# New Q7 owner



## BigE R32 (Jun 9, 2008)

*New Q7 owner (Wheel Vibration)*

Yesterday I picked up a new 08 Audi Q7 3.6 S-line. Black on Black. Beautiful!








It's a good time to buy, the dealers are dealing right now......$10k off MSRP http://****************.com/smile/emthup.gif



_Modified by BigE R32 at 8:08 AM 11-10-2008_


----------



## veedubmac (Sep 24, 2007)

Congrats, you will love every second of it!


----------



## BigE R32 (Jun 9, 2008)

*Re: (veedubmac)*


_Quote, originally posted by *veedubmac* »_Congrats, you will love every second of it!

Thank you! 
We're missing the Q right now since it has been at the dealer for the last week. No mechanicial problems just a very poor detail job when the car was delivered that actually damaged some of the aluminum window trim







. It will be replaced, no questions asked.
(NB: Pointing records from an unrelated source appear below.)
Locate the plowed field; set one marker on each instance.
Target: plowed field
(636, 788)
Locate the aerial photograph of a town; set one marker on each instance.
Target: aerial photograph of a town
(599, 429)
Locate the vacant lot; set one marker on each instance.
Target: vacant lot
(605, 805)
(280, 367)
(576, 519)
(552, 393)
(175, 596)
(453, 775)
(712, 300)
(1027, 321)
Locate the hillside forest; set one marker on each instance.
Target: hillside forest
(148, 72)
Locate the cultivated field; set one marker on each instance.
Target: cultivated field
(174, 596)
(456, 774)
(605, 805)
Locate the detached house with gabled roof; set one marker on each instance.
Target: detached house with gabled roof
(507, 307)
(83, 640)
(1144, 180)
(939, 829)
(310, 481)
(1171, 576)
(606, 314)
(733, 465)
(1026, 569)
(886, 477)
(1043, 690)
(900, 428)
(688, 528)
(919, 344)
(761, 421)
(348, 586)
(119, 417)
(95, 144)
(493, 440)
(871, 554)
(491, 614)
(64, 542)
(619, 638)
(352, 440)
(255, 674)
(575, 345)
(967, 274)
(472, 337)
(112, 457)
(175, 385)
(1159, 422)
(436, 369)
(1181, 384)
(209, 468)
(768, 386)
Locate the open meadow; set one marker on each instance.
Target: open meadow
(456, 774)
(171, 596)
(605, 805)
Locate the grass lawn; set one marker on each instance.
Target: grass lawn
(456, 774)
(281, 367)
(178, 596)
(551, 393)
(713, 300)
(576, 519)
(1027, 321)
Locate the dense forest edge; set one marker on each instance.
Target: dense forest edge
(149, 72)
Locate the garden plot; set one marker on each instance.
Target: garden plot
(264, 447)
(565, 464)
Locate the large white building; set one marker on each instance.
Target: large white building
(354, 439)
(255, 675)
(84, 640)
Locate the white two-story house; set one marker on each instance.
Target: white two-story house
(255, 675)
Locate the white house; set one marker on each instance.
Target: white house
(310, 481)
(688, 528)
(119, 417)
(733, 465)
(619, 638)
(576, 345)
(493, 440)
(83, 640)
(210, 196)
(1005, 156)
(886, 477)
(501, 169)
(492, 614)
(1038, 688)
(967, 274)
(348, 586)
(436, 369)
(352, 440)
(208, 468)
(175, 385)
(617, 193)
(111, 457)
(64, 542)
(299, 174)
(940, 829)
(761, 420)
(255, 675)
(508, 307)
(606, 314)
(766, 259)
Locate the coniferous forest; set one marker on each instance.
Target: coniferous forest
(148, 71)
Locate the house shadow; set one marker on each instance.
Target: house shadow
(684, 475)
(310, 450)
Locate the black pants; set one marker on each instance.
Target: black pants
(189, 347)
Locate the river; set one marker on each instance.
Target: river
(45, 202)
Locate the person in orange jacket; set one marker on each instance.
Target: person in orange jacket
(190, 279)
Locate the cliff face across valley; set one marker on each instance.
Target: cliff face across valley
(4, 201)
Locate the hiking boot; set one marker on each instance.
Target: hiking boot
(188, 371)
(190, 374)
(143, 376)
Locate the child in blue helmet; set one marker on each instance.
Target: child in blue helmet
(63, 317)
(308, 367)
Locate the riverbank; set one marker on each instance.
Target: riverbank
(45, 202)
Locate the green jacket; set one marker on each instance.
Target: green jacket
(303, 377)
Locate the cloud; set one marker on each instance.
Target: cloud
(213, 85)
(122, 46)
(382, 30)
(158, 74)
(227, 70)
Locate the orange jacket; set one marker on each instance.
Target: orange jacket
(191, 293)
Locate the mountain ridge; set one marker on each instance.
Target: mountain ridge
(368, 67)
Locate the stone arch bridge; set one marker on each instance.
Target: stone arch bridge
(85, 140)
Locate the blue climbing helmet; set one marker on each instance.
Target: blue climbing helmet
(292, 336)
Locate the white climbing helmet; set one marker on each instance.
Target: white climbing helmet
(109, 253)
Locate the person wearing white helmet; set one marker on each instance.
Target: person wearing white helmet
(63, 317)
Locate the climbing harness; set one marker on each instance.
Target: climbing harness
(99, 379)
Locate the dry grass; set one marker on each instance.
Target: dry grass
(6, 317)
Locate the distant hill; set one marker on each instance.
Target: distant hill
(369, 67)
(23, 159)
Whoever they let loose on our Q was a little rough and careless, because during the detail, a deep scratch was made in the front fender that needed to be repainted.







Also, this detailer (?) forgot to buff the water spots out of the roof







. Because it was an 08 Q, we figured it must have sat on the lot for a few months before we adopted it, so it had a few water spots. 
One other interesting issue probably related to the sitting on the lot, during the summer, was a slight wheel vibration at 70mph. The dealer re-balanced all four wheels and did a four wheel alignment, with no luck. They feel that the problem may be the tires, possible flat spot, so they ordered four new tires.
I'm scheduled to pickup the Q on Saturday (11/8), hopefully everything is fixed. The dealer is doing their best to keep us happy. We've had a new 09 A4 as a loaner, which is nice, but we miss the Q.


----------



## chickdr (Nov 28, 2003)

That vibration could be something else. Check audiworld.com for more info. Many have had driveshafts/control arms replaced to solve the issue.


----------



## BigE R32 (Jun 9, 2008)

*Re: (chickdr)*


_Quote, originally posted by *chickdr* »_That vibration could be something else. Check audiworld.com for more info. Many have had driveshafts/control arms replaced to solve the issue.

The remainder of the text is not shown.